La lecture de ces cinq épisodes génère beaucoup de plaisir mais également un peu de trouble, comme si le personnage peinait à trouver ses marques. Jerry Spring était assurément le western réaliste de référence jusqu’à l’apparition de Blueberry qui s’imposa très rapidement au bout de quelques épisodes seulement. Ce qui n’est pas sans ironie puisque son géniteur, Jean Giraud, fut assistant de Jijé deux ans avant de créer son propre personnage en 1963. Il est d’ailleurs frappant de remarquer à quel point les premiers Blueberry subissent encore l’influence de Jijé tandis que le Jerry Spring tardif, dépenaillé et mal rasé, ressemble parfois au désormais célèbre lieutenant.

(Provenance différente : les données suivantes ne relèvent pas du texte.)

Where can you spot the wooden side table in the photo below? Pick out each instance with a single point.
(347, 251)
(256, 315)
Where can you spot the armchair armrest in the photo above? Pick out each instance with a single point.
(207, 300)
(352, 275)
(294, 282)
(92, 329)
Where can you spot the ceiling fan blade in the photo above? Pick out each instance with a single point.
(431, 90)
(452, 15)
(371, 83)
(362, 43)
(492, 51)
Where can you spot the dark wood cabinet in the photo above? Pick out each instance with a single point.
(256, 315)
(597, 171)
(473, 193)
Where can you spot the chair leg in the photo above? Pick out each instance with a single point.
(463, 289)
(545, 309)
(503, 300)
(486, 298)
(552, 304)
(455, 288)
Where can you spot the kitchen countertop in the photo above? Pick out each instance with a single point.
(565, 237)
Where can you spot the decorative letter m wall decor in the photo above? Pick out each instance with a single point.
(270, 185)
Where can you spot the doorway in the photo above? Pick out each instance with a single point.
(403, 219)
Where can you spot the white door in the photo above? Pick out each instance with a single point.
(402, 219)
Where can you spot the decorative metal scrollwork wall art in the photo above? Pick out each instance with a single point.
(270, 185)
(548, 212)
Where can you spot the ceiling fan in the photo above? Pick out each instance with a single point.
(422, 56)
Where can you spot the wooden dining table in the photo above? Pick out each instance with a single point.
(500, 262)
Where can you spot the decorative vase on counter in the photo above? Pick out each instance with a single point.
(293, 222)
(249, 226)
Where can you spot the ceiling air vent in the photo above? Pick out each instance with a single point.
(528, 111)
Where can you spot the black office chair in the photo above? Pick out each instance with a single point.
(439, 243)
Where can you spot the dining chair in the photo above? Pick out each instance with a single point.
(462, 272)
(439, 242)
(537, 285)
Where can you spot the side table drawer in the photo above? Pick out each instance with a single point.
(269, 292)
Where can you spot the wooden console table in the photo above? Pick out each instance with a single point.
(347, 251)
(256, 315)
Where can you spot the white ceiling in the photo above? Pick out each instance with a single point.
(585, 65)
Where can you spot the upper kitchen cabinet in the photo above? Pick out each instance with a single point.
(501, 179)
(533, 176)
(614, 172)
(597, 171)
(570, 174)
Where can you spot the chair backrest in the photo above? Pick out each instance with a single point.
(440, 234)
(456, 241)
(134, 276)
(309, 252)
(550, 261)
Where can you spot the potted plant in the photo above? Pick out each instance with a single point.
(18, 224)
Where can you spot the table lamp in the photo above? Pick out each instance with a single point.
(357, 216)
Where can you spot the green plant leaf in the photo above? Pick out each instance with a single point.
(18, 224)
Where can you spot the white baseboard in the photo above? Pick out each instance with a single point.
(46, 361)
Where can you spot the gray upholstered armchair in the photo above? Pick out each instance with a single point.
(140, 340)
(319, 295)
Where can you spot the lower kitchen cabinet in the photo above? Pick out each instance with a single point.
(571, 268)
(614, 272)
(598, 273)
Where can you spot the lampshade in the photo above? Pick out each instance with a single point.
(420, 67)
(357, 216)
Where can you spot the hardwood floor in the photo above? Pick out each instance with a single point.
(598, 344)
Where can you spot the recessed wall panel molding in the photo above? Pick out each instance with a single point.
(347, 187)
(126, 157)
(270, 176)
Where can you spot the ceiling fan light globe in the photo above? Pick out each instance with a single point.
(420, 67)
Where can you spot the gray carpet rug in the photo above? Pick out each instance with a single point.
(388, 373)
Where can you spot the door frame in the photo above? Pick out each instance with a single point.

Pour l’histoire de la bande dessinée, que le classique Jerry Spring précède le moderne Blueberry, cela reste dans l’ordre des choses, mais qu’il en devienne ensuite le strict contemporain, voilà qui ne peut que perturber. Peut-on concevoir ce qu’auraient été les films d’un John Ford s’il avait repoussé de quinze ans sa fin de carrière, et qu’il soit devenu le collègue d’un Sergio Leone et d’un Clint Eastwood ?

Ce quasi-paradoxe temporel n’a cependant pas dû trop perturber Jijé, dessinateur instinctif qui n’a jamais voulu se laisser enfermer dans la routine, contrairement à de nombreux confrères qui, après avoir trouvé la bonne technique, s’être forgé un style et inventé un personnage, ont passé leur existence à dupliquer à l’identique d’éternelles recettes, au point que pour certaines séries à la vie longue, on peine à distinguer un épisode des années 1950 d’un autre réalisé en 1980. Aucun de ses lecteurs ne se serait plaint qu’il continue de dessiner des pages splendides en s’inspirant des somptueux clairs-obscurs de Milton Caniff (Terry et les Pirates ; Steve Canyon) qu’il a lu avec attention et passion. Il préférera pourtant varier les techniques et les approches au fil du temps. Sur Jerry Spring, il refuse de brider sa liberté, quitte à bâcler, à la fin des années 1950, des scènes d’intérieur qui l’ennuient et l’empêchent de dessiner ses chers chevaux, ou à modifier plus au moins, en fonction de ses envies de dessin, les scénarios qu’on lui propose. Il sera plus respectueux de ses scénaristes dans ses autres séries, mais à l’évidence moins heureux.

En optant pour une publication en noir et blanc afin de mieux mettre en valeur le travail graphique de Jijé, les éditions Dupuis ont soigné cette intégrale qui bénéficie en outre d’un beau papier et de préfaces documentées. Et confirment du même coup qu’un travail d’exhumation du patrimoine sérieux ne se limite pas à compacter paresseusement plusieurs épisodes sous une même reliure.

Espérons ainsi que Jijé va retrouver une actualité, du moins en tant qu’auteur puisqu’il est devenu depuis peu un personnage de bande dessinée dans une très libre et malicieuse biographie qui provoqua son petit scandale : Jijé, Morris, Franquin : la ballade des fous.